Bug #165
closedcmds crash
0%
Description
one of my 3 mds crashed quickly after startup of the whole cluster:
this is using latest unstable (00c3dafd5afe6461fe3f0c09dcf4b5b585a740fc)
Core was generated by `/usr/bin/cmds i r1-10 -c /tmp/fetched.ceph.conf.1155'.>get_state() 2 || lock->get_state() 15 || lock->get_state() == 21", file=<value optimized out>,
Program terminated with signal 6, Aborted.
#0 0x00007fbcb188da75 in GI_raise (sig=<value optimized out>) at ../nptl/sysdeps/unix/sysv/linux/raise.c:64
64 ../nptl/sysdeps/unix/sysv/linux/raise.c: No such file or directory.
in ../nptl/sysdeps/unix/sysv/linux/raise.c
(gdb) bt
#0 0x00007fbcb188da75 in *_GI_raise (sig=<value optimized out>) at ../nptl/sysdeps/unix/sysv/linux/raise.c:64
#1 0x00007fbcb18915c0 in *_GI_abort () at abort.c:92
#2 0x00007fbcb1886941 in *__GI_assert_fail (assertion=0x6d7d80 "lock
line=3468, function=0x6d85c0 "void Locker::handle_file_lock(ScatterLock, MLock*)") at assert.c:81
#3 0x0000000000574a0b in Locker::handle_file_lock (this=0xcd0b50, lock=0xce7570, m=0x7fbc9c000a30) at mds/Locker.cc:3468
#4 0x000000000049ef0d in MDS::_dispatch (this=0xcd2da0, m=0x7fbc9c000a30) at mds/MDS.cc:1427
#5 0x000000000049f3dd in MDS::ms_dispatch (this=0xcd2da0, m=0x7fbc9c000a30) at mds/MDS.cc:1281
#6 0x0000000000480309 in Messenger::ms_deliver_dispatch (this=<value optimized out>) at msg/Messenger.h:97
#7 SimpleMessenger::dispatch_entry (this=<value optimized out>) at msg/SimpleMessenger.cc:332
#8 0x0000000000473bac in SimpleMessenger::DispatchThread::entry (this=0xcd6760) at msg/SimpleMessenger.h:494
#9 0x00000000004850ea in Thread::_entry_func (arg=0x4e8) at ./common/Thread.h:39
#10 0x00007fbcb27209ca in start_thread (arg=<value optimized out>) at pthread_create.c:300
#11 0x00007fbcb19406cd in clone () at ../sysdeps/unix/sysv/linux/x86_64/clone.S:112
#12 0x0000000000000000 in ?? ()
Files
Updated by ar Fred almost 14 years ago
A bit later, I restarted the whole cluster, mds0 and mds2 crashed with the same stack trace, mds1 was fine.
Updated by Sage Weil almost 14 years ago
ar Fred wrote:
A bit later, I restarted the whole cluster, mds0 and mds2 crashed with the same stack trace, mds1 was fine.

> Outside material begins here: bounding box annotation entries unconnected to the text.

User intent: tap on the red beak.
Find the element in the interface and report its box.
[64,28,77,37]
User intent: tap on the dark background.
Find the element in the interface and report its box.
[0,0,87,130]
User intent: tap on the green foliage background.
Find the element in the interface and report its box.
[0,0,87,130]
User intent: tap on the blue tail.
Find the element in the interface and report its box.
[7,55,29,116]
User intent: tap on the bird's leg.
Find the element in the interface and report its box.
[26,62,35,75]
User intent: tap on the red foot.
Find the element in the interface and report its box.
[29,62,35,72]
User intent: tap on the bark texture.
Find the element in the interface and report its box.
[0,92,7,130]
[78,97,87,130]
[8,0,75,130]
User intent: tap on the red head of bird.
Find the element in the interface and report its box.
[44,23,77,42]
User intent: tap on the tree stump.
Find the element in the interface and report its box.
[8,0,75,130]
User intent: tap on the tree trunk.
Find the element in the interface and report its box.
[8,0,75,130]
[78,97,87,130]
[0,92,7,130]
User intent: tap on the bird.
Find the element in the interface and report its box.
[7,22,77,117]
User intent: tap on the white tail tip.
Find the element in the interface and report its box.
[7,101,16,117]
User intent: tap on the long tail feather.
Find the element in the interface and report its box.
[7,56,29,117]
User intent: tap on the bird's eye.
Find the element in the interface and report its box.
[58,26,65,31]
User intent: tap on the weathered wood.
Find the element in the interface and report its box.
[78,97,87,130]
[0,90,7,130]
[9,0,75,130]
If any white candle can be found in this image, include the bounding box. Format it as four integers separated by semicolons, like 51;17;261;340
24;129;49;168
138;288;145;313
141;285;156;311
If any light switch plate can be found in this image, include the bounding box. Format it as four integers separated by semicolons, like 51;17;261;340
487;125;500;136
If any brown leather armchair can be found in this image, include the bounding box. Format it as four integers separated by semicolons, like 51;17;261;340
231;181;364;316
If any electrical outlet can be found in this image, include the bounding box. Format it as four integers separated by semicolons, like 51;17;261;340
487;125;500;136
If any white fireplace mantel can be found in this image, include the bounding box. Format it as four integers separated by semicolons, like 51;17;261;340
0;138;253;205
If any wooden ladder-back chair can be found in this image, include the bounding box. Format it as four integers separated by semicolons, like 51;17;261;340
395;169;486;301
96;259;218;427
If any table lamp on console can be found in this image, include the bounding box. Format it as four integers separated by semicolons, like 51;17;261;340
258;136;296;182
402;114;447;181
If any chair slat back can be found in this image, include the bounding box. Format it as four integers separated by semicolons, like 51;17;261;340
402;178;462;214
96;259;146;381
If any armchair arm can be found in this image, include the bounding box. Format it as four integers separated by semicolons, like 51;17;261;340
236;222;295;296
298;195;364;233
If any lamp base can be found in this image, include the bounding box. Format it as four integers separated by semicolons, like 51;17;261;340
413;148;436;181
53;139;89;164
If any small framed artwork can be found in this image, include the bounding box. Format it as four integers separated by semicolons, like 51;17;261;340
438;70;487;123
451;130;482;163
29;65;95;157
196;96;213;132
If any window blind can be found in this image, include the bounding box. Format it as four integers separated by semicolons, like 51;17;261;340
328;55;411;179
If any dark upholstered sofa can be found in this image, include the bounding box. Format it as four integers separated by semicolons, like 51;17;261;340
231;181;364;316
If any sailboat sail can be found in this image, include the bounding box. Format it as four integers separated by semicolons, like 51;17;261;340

This looks like a subtle lock state inconsistency from the rejoin (mds restart) process. Are those two nodes still down? If you can reproduce this (or a related) crash after adding 'debug mds = 20' to [mds] that would be awesome!
Updated by Sage Weil almost 14 years ago
- Status changed from New to 7
I pushed a fix to unstable that might fix the root cause of this, but it's hard to say. Can you leave 'debug mds = 20' in there, and restart all mds's, and if this comes back send the whole set of mds logs (full log, gzipped)? Or if the problem is fixed, even better.
Thanks!
Updated by ar Fred almost 14 years ago
- File mds0.log.gz mds0.log.gz added
- File mds1.log.gz mds1.log.gz added
- File mds2.log.gz mds2.log.gz added
just got the same crash of mds2 using b441fbdc9fdca271ed3bd100fc3c98c800b509b1
please find the full logs of each mds attached, mds2.log is the log for the crashed mds
Updated by Sage Weil almost 14 years ago
This looks an awful lot like it might be fixed by commit:15c6651ff57b88722b5c896f5698bf1d033e1f98. And possibly previous instances of that crash you saw were caused by that (that's the case that came up for me during testing).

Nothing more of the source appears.